Filme 'Anomalisa' é um surpreendente mergulho na mediocridade humana

Com a animação para adultos o diretor Charlie Kaufman faz um filme superatraente sobre comportamentos autômatos que tornam a vida sem graça

por Mariana Peixoto 28/01/2016 08:38

Paramount / Divulgação
'Anomalisa' disputa o Oscar de melhor longa de animação com o favorito 'Divertida mente' e o brasileiro 'O menino e o mundo' (foto: Paramount / Divulgação)
Na edição 2016 do Oscar, os indicados ao prêmio de animação rompem com o padrão Disney – a exceção é o favorito Divertida mente, da Pixar, que pertence ao estúdio gigante global do entretenimento. Hoje, estreia no Brasil o mais inventivo candidato da categoria – que me desculpem Alê Abreu e seu O menino e o mundo, detentor de uma honrosa e merecida indicação.

Só poderia sair da cabeça de Charlie Kaufman (criador de Quero ser John Malkovich e Brilho eterno de uma mente sem lembranças) a história de Anomalisa. É uma animação exclusivamente para adultos, que faz com que a forma dialogue diretamente com o conteúdo. A crítica do roteirista – que divide aqui a direção com Duke Johnson – é ao padrão de relacionamentos impessoais e de atitudes um tanto ou quanto acéfalas que dominam o mundo contemporâneo.
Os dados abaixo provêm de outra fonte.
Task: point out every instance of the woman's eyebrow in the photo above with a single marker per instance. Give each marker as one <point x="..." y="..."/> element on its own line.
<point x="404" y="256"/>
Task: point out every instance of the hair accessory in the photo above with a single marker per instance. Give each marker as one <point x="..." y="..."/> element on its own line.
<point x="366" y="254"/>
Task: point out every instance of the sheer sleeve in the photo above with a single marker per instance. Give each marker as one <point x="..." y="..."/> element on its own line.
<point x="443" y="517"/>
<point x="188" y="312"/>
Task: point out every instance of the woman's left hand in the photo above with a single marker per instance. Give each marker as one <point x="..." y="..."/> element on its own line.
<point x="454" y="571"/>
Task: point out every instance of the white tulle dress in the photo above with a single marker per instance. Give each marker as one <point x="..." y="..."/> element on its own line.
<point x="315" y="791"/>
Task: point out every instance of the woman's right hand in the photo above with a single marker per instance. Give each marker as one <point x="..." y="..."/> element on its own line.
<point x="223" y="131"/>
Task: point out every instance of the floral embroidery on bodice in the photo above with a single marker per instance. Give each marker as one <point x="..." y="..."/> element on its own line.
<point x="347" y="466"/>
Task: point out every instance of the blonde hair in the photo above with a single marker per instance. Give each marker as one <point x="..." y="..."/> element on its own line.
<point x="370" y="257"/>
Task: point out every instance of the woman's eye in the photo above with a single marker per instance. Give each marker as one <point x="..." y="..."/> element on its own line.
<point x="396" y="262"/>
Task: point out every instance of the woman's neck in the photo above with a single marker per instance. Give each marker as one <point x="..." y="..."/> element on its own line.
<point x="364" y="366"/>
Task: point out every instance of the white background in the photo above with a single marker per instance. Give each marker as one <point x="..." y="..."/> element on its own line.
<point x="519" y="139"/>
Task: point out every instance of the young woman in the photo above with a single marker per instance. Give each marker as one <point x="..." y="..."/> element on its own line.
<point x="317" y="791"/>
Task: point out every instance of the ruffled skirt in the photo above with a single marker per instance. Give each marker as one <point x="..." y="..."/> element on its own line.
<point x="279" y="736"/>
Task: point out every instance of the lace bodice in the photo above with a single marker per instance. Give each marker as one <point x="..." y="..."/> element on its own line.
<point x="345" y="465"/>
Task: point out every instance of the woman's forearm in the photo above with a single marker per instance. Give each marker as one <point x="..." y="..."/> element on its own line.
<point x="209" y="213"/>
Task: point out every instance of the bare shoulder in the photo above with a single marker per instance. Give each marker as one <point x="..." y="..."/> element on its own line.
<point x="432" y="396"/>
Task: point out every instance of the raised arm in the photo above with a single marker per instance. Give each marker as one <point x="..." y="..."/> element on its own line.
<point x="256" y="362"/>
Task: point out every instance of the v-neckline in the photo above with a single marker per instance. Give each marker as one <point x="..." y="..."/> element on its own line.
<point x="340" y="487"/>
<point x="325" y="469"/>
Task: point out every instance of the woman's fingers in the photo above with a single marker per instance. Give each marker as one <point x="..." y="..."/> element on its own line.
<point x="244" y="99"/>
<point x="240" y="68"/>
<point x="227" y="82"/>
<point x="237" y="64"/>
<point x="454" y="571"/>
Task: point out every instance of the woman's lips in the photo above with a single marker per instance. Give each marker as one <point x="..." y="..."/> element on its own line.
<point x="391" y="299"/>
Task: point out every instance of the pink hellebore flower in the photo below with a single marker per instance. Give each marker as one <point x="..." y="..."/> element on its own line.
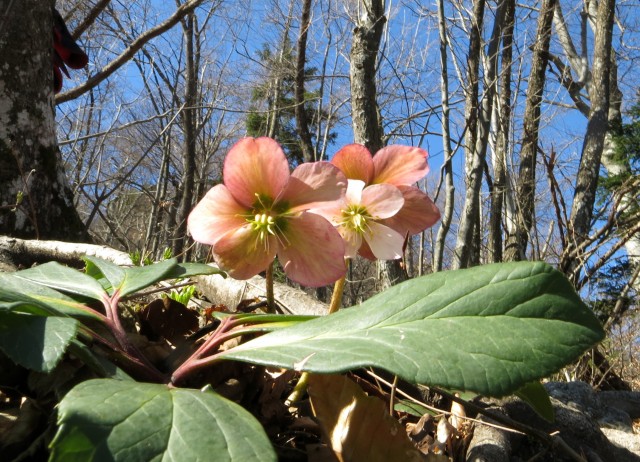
<point x="358" y="219"/>
<point x="261" y="211"/>
<point x="400" y="166"/>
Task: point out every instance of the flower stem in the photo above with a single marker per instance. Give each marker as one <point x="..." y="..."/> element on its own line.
<point x="299" y="390"/>
<point x="336" y="297"/>
<point x="271" y="305"/>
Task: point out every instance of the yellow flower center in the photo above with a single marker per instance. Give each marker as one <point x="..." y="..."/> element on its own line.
<point x="264" y="224"/>
<point x="355" y="217"/>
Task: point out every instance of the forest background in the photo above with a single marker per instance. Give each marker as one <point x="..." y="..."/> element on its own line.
<point x="526" y="111"/>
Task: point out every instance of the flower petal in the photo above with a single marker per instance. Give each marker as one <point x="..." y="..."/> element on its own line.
<point x="352" y="241"/>
<point x="418" y="213"/>
<point x="382" y="200"/>
<point x="354" y="192"/>
<point x="255" y="166"/>
<point x="400" y="165"/>
<point x="215" y="215"/>
<point x="240" y="253"/>
<point x="314" y="251"/>
<point x="385" y="243"/>
<point x="355" y="162"/>
<point x="312" y="184"/>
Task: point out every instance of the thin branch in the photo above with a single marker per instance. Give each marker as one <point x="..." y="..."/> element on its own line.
<point x="128" y="53"/>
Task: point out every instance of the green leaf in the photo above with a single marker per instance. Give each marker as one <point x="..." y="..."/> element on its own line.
<point x="185" y="270"/>
<point x="537" y="397"/>
<point x="489" y="329"/>
<point x="49" y="302"/>
<point x="105" y="419"/>
<point x="35" y="342"/>
<point x="412" y="408"/>
<point x="131" y="280"/>
<point x="64" y="279"/>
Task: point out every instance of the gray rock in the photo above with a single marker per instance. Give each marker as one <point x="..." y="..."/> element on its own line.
<point x="596" y="425"/>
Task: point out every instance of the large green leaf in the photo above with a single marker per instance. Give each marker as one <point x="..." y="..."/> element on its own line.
<point x="35" y="342"/>
<point x="39" y="299"/>
<point x="489" y="329"/>
<point x="131" y="280"/>
<point x="63" y="278"/>
<point x="107" y="419"/>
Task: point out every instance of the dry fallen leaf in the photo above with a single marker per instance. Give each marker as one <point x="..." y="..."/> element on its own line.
<point x="358" y="426"/>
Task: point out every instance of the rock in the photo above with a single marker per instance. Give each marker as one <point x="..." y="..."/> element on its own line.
<point x="596" y="425"/>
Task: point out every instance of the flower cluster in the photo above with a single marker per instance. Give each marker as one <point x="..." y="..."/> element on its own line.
<point x="314" y="217"/>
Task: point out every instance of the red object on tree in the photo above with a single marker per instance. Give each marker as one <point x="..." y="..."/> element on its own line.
<point x="65" y="51"/>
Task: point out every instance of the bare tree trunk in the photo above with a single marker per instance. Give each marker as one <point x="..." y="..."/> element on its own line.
<point x="35" y="199"/>
<point x="503" y="125"/>
<point x="597" y="128"/>
<point x="365" y="113"/>
<point x="449" y="192"/>
<point x="367" y="126"/>
<point x="517" y="242"/>
<point x="189" y="131"/>
<point x="276" y="94"/>
<point x="579" y="64"/>
<point x="301" y="115"/>
<point x="466" y="248"/>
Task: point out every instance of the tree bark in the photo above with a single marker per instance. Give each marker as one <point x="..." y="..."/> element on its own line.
<point x="592" y="148"/>
<point x="189" y="132"/>
<point x="302" y="123"/>
<point x="35" y="199"/>
<point x="516" y="245"/>
<point x="503" y="125"/>
<point x="365" y="113"/>
<point x="449" y="192"/>
<point x="466" y="246"/>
Para tal, Kaufman tem como protagonista um autor best-seller de autoajuda especializado em telemarketing. Como cenário, um hotel executivo. Nada sai do padrão. Os personagens são como autômatos, acostumados a repetir, sem pensar, o que ouviram de outros. Ninguém questiona ninguém. E assim a vida segue em plena mediocridade.

 

 

 

MESMICE

Michael Stone (dublado por David Thewlis), marido, pai e autor de Como posso ajudá-lo a ajudá-los?, chega a Cincinnati para uma palestra. Incomodado com a mesmice da vida, e sem reconhecer o homem que foi um dia, tenta escapar como pode. Primeiro, procura uma ex-namorada (voz de Tom Noonan, que dublou todos os demais personagens, à exceção daquela que dá título ao filme); depois, conhece Lisa (voz de Jennifer Jason Leigh), uma representante de vendas que o surpreende. Juntos, vivem uma noite que pode (ou não) definir suas vidas.

Para a jornada um tanto surreal (afinal, é um filme de Charlie Kaufman), o roteirista, produtor e diretor utilizou, em sua estreia na animação, a técnica de stop motion. Seus personagens foram produzidos em massa de modelar e movimentados quadro a quadro.

Paramount / Divulgação
Longa usa a técnica do stop motion, em que cada um dos personagens construídos com massa de modelar têm seus movimentos filmados (foto: Paramount / Divulgação)
Os personagens são artesanais, longe da perfeição padronizada das criações computadorizadas. E vivem situações cotidianas que todo ser humano já viveu uma vez ao menos (quem nunca aguentou um taxista chato ou um passageiro de avião medroso?).

Kaufman chega a colocar Stone e Lisa na cama para uma noite de sexo – que está, diga-se de passagem, entre as mais críveis do cinema atual. As massinhas conseguem atingir o espectador com suas carências, imperfeições e dúvidas. Esse impacto, só o bom cinema, seja de live action ou animação, é capaz de ter.